CINCINNATI -- Prosecutor Joe Deters reiterated his surprise Friday morning that some criminals convicted of heroin trafficking and gun crimes in Hamilton County are facing little to no prison time.
"I find it hard to believe," Deters said on 700 WLW Thursday.
Host Bill Cunningham had asked Deters about whether anyone arrested with both drugs and guns received a light sentence, as the I-Team investigation found. Deters said he was having his staff look into the report.
"We do not dismiss gun specs, period," Deters said.
Deters repeated his dismay on WEBN's KiddChris radio show Friday morning. However, WCPO's report does indeed show at least one offender receiving probation for weapons-related charges.
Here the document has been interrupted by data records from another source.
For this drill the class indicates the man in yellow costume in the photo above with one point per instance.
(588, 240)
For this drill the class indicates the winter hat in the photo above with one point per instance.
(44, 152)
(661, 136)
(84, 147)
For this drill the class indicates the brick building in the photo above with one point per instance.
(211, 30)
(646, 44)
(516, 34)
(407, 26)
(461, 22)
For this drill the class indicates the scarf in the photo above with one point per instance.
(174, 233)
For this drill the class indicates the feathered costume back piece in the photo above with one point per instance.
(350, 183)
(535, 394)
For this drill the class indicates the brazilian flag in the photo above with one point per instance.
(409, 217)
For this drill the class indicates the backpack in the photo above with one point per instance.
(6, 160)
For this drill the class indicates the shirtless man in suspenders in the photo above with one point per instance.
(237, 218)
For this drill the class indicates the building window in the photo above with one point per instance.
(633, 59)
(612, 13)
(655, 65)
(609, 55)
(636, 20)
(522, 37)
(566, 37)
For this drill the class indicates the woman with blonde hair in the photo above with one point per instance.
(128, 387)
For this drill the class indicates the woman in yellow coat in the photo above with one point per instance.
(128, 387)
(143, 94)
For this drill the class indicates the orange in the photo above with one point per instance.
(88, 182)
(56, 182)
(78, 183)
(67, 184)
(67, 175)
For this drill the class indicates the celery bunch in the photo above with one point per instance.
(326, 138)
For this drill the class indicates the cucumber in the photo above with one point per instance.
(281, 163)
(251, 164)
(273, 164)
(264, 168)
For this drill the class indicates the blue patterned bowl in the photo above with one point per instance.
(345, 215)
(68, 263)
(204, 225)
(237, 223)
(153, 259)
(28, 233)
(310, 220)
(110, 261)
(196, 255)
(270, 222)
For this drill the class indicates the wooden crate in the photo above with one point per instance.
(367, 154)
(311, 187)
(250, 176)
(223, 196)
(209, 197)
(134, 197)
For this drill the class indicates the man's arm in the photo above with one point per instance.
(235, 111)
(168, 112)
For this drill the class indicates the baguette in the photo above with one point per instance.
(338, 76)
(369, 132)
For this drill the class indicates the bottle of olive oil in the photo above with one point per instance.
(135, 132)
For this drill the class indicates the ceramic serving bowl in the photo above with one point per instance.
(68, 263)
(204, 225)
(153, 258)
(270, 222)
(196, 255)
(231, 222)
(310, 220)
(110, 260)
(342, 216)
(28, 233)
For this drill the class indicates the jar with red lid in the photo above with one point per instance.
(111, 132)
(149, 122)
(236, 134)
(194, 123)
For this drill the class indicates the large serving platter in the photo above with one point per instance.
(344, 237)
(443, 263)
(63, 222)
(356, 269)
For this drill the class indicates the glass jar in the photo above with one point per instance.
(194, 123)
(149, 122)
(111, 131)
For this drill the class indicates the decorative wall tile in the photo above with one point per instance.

The I-Team examined about 4,000 documents filed last year and identified 164 heroin-related cases in which dealers were charged, convicted and sentenced in Hamilton County in 2016.
Among those was the case of Terrick Lomax, who was charged with trafficking between 10-50 grams of heroin and possessing a loaded gun in March 2016, according to court records. Lomax was not allowed to have a firearm because of a previous conviction. He was convicted of trafficking in heroin and weapons while under disability.
According to court records, Lomax faced sentences of up to 36 months for each crime. Instead, he received probation.
The I-Team's investigation found that 43 percent of those convicted in heroin- and fentanyl-trafficking cases in Hamilton County received no prison time and were instead placed on probation.
WEBN Host Christopher Foley sympathized with Deters, proclaiming "this sucks when the news jumps in, and they didn't even call you or anything."
"Well, they did call," Deters said. "It was such nonsense that we didn’t respond."
WCPO reached out to Deters multiple times for an interview while reporting on the I-Team investigation.
"The law changed drastically a few years ago so that felony fours and felony fives, there’s a presumption for probation," Deters told Foley. "They are supposed to not lock them up. They have to let them out. If they lock them up, it’s an appealable order."
In some cases, those convicted after being caught with larger amounts of drugs received lesser sentences than those with smaller amounts of drugs. William Cogar was sentenced to probation after he was caught with between 5-10 grams of heroin and fentanyl.
Similarly, Jermel Overton was caught with between 10-50 grams of carfentanil, an elephant tranquilizer blamed in last summer's rash of overdoses, and was sentenced to probation. After just three weeks on intensive supervision, his level of supervision was reduced. Sean Senior also received probation after he was caught with between 10-50 grams of heroin, as well as fentanyl and acetyl fentanyl, according to court records.
However, Dwayne Pierson was sentenced to 12 months in prison for selling less than a gram of heroin.
Deters, not citing any specific cases, said there are "all kinds of factors" that go into sentencing, including work informants do with the police or the presumption of probation.
"It happens constantly with the sheriff's office, with the federal investigators," Deters said. "That's the way it works. Getting the guy for selling some small amount of heroin doesn’t do any good. You have to go up the chain, find out who's done it, who's selling this, who's bringing it into Hamilton County, and then go after the big guys."